I was just reading through parts of "King Leopold's Ghost," by Adam 
Hochschild (Houton Mifflin: 1998), which is a history of the Anglo-
Beligian genocide in the Congo in the late-19th and early-20th 
centuries. Given certain recent claims made on this list, and knowing 
little about the issue of Arab involvement in the African slave 
trade, I found the paragraphs below very informative... (p. 28):

"Significantly, most British and French antislavery fervor in the 
1860s was directed not at Spain and Portugal, which allowed slavery 
in their colonies, or at Brazil, with its millions of slaves. 
Instead, righteous denunciations poured down on a distant, weak, and 
safely nonwhite target: the so-called Arab slave-traders raiding 
Africa from the east. In the slave markets of Zanzibar, traders sold 
thier human booty to Arab plantation owners on the Island itself, and 
to other buyers in Persia, Madagascar, and the various sultanates and 
principalities of the Arabian peninsula. For Europeans, here was an 
ideal target for disapproval: one "uncivilized" race enslaving 
another.

"Arab was a misnomer; Afro-Arab would have been more accurate. 

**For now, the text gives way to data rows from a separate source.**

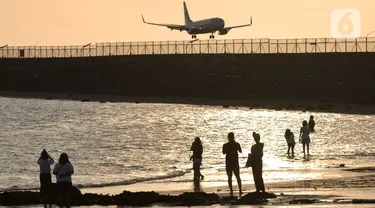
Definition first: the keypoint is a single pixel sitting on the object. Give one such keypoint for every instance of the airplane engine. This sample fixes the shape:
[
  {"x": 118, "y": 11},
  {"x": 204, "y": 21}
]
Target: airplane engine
[
  {"x": 223, "y": 32},
  {"x": 194, "y": 30}
]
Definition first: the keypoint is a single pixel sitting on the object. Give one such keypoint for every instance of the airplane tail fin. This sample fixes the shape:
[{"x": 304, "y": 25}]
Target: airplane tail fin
[{"x": 187, "y": 18}]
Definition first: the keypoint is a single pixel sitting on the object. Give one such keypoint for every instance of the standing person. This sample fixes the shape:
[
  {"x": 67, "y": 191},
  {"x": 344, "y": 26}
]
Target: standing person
[
  {"x": 197, "y": 149},
  {"x": 45, "y": 161},
  {"x": 304, "y": 137},
  {"x": 63, "y": 171},
  {"x": 311, "y": 124},
  {"x": 257, "y": 163},
  {"x": 230, "y": 150},
  {"x": 289, "y": 136}
]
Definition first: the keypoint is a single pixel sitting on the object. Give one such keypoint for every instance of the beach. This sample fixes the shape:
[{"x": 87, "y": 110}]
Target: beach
[{"x": 135, "y": 144}]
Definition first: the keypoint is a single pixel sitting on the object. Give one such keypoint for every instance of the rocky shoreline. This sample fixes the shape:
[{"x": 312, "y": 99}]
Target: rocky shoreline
[
  {"x": 298, "y": 105},
  {"x": 126, "y": 198}
]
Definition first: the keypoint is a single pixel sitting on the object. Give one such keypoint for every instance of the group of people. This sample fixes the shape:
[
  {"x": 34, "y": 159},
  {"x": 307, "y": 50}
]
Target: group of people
[
  {"x": 63, "y": 171},
  {"x": 304, "y": 136},
  {"x": 231, "y": 149}
]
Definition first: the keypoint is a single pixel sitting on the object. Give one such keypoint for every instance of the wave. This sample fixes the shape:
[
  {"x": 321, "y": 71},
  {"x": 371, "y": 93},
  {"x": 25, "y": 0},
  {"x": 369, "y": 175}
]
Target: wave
[{"x": 173, "y": 174}]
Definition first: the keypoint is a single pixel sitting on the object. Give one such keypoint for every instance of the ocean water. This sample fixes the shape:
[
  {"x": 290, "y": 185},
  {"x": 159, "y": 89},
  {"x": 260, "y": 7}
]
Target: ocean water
[{"x": 126, "y": 143}]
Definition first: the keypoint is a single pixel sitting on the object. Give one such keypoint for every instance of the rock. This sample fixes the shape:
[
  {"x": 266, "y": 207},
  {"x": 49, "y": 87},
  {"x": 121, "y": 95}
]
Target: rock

Althought their captives often ended up in the Arab world, the 
traders on the African mainland were largely Swahili-speaking 
Africans from territory that is today Kenya and Tanzania. Many of 
them adopted Arab dress and Islam, but only some were of even partly 
Arab descent. Nonetheless, from Edinburgh to Rome, indignant books 
and speeches and sermons denounced the vicious "Arab" slavers -- and 
with them, by implication, the idea that any part of Africa might be 
colonized by someone other than Europeans."